Мэтт качает головой и падает на диван. Девушка, закончив говорить по телефону, кладет руку ему на колено и вопросительно смотрит на него, но Мэтт не сводит глаз с меня. Он годами гадил отцу исподтишка, и хотя, разумеется, предвидел, что рано или поздно придется встретиться с Нормом лицом к лицу — наверно, как и я, даже мысленно сочинил и отредактировал целую обличительную речь, — очевидно, так никогда до конца и не верил, что это произойдет, и теперь брат смотрит на меня с испугом, как нашкодивший ребенок.
— Хочешь, я попробую уговорить его уйти? — предлагаю я.
Мэтт кивает.
— Кого уговорить? — кричит Сэм. — Кто там еще приперся?
— Расслабься, Сэм, — вмешивается девушка.
— Закрой варежку, Иоко! — рявкает Сэм. — Тебя тут вообще быть не должно.
— Сэм, — грустно произносит Мэтт. — Успокойся, черт побери.
— Ладно, пойду попробую, — говорю я и выхожу из гримерки.
— Зак, привет! — как ни в чем не бывало здоровается отец, словно ему не составило никакого труда нас отыскать, и указывает на стул возле себя. — Садись со мной.
— Нет, спасибо, — отказываюсь я. — Что ты здесь делаешь?
— Пришел послушать, как играет Мэтт, — отвечает он, точно это само собой разумеется. — Признаться, даже не ожидал, что мне так понравится. Музыка куда мелодичнее, чем я думал, и гармонии довольно сложные.
— Я рад, что тебе понравилось, — отвечаю я. — А теперь уходи.
— Он всегда был очень музыкален, — вспоминает Норм, не обращая внимания на мои слова. — Помню, я ставил пластинку Синатры, вы с Питом продолжали заниматься своими делами, а Мэтт садился на пол у колонки, закрыв глаза, и в такт хлопал ладошкой по коленке. Так увлекался, что забывал обо всем. Я много раз говорил вашей матери, чтобы отправила его учиться играть на пианино. Из него получился бы выдающийся пианист. Не знаю, почему она не отдала его в музыкальную школу.
— Денег не было.
Норм поднимает глаза и кивает.
— Понял, — с преувеличенно серьезным видом говорит он, очевидно, убежденный в том, что согласие подразумевает отпущение грехов.

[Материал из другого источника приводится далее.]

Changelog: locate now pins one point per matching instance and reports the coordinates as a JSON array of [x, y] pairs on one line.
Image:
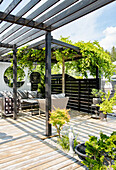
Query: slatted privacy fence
[[78, 91]]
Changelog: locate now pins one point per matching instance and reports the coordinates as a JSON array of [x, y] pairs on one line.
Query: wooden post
[[48, 82], [63, 75], [14, 83]]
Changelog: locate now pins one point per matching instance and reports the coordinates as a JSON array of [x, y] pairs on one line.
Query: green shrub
[[64, 142], [58, 118], [101, 152]]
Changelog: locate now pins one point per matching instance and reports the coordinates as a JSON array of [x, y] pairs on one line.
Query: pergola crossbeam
[[65, 45], [10, 8], [92, 7], [21, 21], [6, 45], [23, 11]]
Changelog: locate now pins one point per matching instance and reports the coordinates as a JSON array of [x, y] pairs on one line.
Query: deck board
[[23, 144]]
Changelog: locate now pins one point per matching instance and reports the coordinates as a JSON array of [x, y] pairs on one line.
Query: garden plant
[[58, 118], [101, 153]]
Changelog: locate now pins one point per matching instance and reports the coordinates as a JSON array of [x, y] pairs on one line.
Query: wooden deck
[[23, 144]]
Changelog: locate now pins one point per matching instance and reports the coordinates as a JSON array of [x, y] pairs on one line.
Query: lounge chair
[[57, 101]]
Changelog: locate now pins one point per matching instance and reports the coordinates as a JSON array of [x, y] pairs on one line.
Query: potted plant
[[98, 94], [101, 152], [98, 153], [58, 118], [106, 106]]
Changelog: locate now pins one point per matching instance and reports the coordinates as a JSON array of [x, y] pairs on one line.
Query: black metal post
[[48, 82], [97, 72], [14, 83], [98, 82]]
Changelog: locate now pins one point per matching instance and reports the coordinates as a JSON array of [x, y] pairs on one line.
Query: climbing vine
[[92, 55]]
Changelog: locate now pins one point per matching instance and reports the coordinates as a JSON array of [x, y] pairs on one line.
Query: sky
[[99, 25]]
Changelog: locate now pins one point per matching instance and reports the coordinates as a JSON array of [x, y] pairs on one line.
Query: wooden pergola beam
[[61, 43], [21, 21], [92, 7], [23, 11], [69, 11], [10, 8], [6, 45]]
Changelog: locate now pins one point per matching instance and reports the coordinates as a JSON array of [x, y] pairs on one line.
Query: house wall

Понятно, чем ему так приглянулось Общество анонимных алкоголиков. Оно ему идеально подходит. Можно изображать искреннее раскаяние, прикрываясь фальшивым смирением, как щитом, и хотя мы все равно не купимся на эту ложь, Норм в конце концов простит себя и похлопает по плечу за то, что прошел программу, имел мудрость принять то, что нельзя изменить, и мужество изменить то, что в его силах. Наверно, на собрании анонимных алкоголиков он сорвет похвалы и поздравления; может, ему даже вручат какой-нибудь памятный значок за заслуги. А этот ублюдок будет сидеть и величаво принимать слова любви и ободрения от ни о чем не подозревающих товарищей и поверит, станет считать себя героем, потому что сумел взглянуть правде в лицо и признать, что в прошлом наломал немало дров. Записные лжецы, настоящие виртуозы обмана, так убедительны, потому что сами верят в собственные враки.